Closeup of woman having plastic surgery performed.

Infelizmente vivemos em um mundo em que milhares de mulheres são agredidas fisicamente, psicologicamente e moralmente na rua, no trabalho e, o pior, em suas casas. Fatos como esses acontecem todos os dias e aumentaram muito durante o isolamento social.

Um estudo realizado pela empresa de pesquisa “Decode Pulse” apontou que as ocorrências de violência doméstica cresceram em seis estados brasileiros até abril, em comparação com o mesmo período do ano passado. O aumento mais assustador foi observado em Mato Grosso (400%); na Paraíba o aumento foi de 105,6%. 

No Estado de São Paulo, onde a quarentena foi adotada no dia 24 de março, porém até então obedecida por 48% da sua população, a Polícia Militar registrou um aumento de 44,9% no atendimento a mulheres vítimas de violência. O total de socorros prestados passou de 6.775 para 9.817. Casos de feminicídios também subiram de 13 para 19 (46,2%).

Cirurgias plásticas reparadoras

O procedimento visa corrigir um defeito funcional e/ou estético associado. Pode ser indicada em caso de acidentes, violência doméstica, deformidades e após a recuperação de cânceres.

A correção de deformidades permite a ressocialização e reintegração destas pessoas à sociedade, além de maior qualidade de vida e autoestima.
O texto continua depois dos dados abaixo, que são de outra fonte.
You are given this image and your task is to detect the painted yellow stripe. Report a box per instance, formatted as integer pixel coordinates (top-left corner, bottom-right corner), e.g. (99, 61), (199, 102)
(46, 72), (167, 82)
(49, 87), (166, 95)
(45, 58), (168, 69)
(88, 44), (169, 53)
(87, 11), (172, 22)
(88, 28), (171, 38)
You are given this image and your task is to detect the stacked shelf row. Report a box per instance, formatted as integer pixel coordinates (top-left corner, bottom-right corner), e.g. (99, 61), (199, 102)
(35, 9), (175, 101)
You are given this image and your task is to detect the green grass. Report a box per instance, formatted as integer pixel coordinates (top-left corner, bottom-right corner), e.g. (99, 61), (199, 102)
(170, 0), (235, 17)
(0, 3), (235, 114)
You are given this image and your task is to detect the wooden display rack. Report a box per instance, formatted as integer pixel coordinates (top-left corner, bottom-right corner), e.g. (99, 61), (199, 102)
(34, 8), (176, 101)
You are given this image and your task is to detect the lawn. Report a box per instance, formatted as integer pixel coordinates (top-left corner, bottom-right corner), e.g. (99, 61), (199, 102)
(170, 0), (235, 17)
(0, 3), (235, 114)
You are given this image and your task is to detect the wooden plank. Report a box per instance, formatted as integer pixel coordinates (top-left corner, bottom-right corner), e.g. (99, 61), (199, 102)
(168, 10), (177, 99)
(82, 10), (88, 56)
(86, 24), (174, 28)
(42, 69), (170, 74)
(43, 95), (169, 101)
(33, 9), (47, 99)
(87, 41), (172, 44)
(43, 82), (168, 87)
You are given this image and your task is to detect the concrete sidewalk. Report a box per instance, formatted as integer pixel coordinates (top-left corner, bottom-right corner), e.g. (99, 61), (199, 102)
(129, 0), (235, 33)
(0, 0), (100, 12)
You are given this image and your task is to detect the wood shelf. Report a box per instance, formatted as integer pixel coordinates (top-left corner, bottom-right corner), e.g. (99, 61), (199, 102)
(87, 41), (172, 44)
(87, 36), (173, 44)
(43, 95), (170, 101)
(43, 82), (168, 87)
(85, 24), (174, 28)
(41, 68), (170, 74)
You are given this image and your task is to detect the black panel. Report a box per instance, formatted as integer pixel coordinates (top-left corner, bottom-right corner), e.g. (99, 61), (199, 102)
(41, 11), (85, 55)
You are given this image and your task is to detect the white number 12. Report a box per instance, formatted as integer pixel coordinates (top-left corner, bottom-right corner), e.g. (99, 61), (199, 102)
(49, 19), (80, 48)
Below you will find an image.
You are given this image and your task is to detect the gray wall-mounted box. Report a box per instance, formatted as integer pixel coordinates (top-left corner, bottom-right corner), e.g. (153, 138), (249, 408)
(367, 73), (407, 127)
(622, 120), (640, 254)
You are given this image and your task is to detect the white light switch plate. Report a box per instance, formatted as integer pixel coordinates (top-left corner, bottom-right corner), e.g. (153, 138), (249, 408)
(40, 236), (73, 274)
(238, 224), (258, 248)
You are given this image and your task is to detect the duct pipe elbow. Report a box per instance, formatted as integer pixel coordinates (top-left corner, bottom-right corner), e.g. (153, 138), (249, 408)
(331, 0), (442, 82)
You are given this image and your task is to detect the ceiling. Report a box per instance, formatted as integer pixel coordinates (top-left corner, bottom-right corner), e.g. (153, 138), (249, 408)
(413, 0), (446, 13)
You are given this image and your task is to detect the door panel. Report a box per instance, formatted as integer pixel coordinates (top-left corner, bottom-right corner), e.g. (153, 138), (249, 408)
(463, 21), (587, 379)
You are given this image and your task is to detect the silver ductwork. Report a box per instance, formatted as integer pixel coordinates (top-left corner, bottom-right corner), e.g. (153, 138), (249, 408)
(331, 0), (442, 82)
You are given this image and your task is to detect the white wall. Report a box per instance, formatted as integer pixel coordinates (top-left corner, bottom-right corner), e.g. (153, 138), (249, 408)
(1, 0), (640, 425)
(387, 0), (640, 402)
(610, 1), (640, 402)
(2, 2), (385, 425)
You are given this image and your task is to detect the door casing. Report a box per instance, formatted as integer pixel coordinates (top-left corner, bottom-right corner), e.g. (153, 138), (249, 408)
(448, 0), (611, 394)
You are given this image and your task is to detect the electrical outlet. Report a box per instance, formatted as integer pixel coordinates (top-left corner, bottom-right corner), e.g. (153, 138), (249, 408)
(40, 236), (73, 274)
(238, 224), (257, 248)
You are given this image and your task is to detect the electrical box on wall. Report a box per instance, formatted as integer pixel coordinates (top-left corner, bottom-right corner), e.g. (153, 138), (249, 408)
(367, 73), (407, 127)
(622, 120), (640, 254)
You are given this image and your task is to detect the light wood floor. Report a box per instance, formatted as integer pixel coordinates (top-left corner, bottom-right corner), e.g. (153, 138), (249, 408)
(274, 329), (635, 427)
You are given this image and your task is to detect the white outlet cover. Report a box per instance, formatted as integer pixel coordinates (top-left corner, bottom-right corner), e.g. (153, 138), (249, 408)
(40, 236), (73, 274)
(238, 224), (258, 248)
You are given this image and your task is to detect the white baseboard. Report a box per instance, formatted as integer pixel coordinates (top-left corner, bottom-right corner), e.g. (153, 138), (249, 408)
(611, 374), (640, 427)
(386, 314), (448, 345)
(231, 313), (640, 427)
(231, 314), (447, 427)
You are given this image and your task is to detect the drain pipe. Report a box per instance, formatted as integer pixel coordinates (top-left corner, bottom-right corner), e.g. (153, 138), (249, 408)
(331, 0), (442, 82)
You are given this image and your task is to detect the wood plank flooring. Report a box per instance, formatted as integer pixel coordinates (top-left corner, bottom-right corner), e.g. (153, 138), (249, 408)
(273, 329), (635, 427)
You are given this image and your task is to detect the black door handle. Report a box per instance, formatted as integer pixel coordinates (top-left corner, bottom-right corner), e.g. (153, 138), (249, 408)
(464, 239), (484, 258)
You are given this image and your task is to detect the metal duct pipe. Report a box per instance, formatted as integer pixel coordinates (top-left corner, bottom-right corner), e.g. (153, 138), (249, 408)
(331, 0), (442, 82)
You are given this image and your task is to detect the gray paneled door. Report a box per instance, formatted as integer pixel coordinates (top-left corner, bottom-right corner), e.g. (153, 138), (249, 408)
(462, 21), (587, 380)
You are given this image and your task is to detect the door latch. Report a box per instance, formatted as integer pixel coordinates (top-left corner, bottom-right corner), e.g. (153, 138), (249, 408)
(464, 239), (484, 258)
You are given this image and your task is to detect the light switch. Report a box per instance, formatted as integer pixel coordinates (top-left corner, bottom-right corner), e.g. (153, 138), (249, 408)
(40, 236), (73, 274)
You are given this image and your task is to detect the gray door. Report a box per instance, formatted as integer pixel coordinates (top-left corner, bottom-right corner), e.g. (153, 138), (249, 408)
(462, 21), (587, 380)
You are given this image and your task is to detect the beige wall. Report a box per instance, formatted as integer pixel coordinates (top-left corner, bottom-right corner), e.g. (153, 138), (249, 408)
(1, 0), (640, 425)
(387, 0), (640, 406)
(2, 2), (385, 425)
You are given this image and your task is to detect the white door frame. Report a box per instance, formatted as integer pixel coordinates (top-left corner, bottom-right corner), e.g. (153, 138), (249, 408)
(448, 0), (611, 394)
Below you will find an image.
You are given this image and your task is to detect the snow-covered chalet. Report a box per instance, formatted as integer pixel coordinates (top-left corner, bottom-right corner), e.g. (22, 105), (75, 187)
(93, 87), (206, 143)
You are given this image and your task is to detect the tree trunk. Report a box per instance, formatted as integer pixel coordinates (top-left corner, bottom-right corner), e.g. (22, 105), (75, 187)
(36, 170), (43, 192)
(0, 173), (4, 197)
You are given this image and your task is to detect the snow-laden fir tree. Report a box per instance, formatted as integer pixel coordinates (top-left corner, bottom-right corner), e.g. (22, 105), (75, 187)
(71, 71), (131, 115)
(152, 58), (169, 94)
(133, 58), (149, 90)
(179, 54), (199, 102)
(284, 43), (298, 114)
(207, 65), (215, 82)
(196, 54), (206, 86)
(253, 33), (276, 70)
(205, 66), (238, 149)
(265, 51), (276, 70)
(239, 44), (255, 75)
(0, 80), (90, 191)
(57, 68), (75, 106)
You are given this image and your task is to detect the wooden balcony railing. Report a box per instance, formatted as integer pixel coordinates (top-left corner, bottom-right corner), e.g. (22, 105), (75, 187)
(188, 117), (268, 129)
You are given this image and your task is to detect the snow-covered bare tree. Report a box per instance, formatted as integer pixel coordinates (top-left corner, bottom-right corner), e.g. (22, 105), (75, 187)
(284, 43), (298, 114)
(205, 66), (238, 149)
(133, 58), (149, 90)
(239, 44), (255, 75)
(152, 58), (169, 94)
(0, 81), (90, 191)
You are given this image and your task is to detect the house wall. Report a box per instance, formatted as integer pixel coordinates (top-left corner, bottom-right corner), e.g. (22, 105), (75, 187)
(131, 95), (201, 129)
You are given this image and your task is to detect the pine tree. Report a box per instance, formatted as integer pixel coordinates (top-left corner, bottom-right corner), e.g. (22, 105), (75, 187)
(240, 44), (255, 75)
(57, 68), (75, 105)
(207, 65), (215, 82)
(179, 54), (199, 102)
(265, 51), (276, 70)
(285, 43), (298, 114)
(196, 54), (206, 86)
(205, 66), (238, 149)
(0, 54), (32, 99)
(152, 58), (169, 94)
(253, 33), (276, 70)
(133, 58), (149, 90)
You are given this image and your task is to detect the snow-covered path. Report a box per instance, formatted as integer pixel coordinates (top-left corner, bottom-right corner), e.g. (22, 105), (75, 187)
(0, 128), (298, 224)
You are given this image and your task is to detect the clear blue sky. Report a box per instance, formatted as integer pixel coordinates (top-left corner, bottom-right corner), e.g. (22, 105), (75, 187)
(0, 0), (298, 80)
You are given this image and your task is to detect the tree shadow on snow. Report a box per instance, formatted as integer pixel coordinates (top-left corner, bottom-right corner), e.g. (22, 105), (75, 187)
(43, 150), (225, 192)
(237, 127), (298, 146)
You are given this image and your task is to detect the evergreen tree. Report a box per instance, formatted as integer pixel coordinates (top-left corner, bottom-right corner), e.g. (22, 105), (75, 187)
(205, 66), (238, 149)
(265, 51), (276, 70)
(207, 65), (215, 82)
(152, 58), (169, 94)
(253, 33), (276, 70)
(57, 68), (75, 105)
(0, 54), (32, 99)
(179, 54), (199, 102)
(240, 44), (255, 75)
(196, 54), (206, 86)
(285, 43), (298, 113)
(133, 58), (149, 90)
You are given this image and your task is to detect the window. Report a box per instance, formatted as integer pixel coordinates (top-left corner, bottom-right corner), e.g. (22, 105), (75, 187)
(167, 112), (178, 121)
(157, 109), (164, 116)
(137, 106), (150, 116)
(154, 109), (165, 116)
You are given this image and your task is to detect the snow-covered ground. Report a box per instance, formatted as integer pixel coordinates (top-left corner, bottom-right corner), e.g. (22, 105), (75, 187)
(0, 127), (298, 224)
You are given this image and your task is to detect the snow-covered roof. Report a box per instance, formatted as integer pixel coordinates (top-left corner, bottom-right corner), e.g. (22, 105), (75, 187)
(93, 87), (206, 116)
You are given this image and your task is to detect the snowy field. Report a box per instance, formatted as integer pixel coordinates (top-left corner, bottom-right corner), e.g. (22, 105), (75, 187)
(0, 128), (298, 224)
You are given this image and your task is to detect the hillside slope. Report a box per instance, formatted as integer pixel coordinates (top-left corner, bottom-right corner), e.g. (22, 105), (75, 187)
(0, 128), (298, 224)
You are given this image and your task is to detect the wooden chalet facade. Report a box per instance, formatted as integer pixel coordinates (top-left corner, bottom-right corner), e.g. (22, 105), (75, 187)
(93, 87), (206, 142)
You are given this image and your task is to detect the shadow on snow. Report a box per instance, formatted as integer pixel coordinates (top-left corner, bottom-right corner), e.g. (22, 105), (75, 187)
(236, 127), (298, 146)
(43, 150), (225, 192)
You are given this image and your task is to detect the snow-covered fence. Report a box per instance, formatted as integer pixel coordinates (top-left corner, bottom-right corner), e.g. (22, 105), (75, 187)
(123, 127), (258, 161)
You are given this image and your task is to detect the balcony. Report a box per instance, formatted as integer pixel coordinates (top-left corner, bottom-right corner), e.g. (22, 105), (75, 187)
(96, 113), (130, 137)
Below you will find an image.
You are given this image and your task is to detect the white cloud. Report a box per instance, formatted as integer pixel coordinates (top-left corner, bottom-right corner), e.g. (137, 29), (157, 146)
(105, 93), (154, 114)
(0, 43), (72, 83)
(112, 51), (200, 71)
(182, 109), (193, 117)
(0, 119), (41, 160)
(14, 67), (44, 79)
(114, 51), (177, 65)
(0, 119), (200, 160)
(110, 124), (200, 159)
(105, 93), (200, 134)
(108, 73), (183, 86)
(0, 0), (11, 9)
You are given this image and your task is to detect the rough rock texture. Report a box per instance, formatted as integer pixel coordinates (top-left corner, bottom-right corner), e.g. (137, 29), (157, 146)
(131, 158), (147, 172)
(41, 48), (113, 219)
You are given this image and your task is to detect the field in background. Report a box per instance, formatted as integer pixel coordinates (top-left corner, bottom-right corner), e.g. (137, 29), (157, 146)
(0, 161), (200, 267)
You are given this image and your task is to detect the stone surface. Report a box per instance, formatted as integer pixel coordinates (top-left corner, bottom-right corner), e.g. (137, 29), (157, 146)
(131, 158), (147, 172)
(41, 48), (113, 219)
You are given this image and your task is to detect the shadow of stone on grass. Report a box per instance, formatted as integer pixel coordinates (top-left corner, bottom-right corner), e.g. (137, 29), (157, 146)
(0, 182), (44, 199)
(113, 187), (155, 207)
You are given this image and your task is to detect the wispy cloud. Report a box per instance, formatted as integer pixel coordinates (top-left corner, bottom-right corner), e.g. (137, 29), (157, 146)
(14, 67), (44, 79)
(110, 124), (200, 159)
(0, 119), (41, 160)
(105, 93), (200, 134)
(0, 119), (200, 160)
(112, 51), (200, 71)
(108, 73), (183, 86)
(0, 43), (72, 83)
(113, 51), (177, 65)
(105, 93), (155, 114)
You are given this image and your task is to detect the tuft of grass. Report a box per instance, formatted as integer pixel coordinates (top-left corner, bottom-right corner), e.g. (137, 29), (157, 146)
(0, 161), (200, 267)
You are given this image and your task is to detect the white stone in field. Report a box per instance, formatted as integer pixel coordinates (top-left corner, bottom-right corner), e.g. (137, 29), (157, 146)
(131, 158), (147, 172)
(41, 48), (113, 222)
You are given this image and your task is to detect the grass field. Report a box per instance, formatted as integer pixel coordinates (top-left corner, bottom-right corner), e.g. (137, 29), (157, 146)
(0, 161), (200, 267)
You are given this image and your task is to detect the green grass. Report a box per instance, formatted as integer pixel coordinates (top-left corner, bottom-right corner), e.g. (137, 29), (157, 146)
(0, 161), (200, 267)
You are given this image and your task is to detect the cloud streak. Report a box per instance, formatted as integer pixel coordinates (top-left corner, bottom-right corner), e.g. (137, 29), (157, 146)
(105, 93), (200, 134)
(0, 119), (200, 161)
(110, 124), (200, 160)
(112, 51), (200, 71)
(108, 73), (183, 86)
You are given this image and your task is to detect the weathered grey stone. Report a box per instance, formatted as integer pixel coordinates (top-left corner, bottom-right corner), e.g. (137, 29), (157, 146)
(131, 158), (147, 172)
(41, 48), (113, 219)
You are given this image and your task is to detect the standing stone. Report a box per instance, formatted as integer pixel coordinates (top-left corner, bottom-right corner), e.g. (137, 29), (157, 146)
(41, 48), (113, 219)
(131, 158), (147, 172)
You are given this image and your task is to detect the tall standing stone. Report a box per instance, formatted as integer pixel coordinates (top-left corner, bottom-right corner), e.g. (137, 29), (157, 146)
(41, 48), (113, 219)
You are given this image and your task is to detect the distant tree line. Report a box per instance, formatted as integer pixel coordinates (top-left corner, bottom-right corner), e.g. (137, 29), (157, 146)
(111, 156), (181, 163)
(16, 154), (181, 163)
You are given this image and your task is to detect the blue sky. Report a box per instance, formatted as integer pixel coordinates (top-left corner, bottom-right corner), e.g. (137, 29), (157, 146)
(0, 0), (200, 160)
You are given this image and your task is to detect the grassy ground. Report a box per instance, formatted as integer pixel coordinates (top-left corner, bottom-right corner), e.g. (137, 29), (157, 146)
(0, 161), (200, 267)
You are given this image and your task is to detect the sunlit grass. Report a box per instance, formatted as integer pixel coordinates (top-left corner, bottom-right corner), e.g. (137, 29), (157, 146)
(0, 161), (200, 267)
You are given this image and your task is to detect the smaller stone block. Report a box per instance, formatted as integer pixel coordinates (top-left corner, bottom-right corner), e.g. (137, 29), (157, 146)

Mulheres vítimas de violência podem fazer cirurgia plástica pelo SUS

A lei 13.239/15, que tornou obrigatória, nos serviços do SUS, a oferta e a realização de cirurgia plástica reparadora de sequelas de lesões causadas por atos de violência contra a mulher foi publicada em janeiro de 2016. De acordo com o texto, hospitais e centros de saúde pública, ao receberem vítimas de violência, deverão informá-las da possibilidade de acesso gratuito à cirurgia plástica para reparação das lesões ou sequelas de agressão comprovada. A mulher que necessitar de cirurgia deverá procurar uma unidade que a realize, portando o registro oficial de ocorrência da agressão.

Conclusão

A cicatriz da agressão faz a vítima lembrar da violência, levando a ter dificuldades em casa, no trabalho e com futuros relacionamentos. Além disso, os ferimentos trazem sequelas mais profundas que as sentidas fisicamente. Mulheres vítimas de violência doméstica sofrem graves consequências à saúde física e mental, podendo desenvolver depressão e fobias. A cirurgia plástica reconstrutora tem o poder de trazer de volta toda autoestima e alegria que a mulher tinha antes das agressões.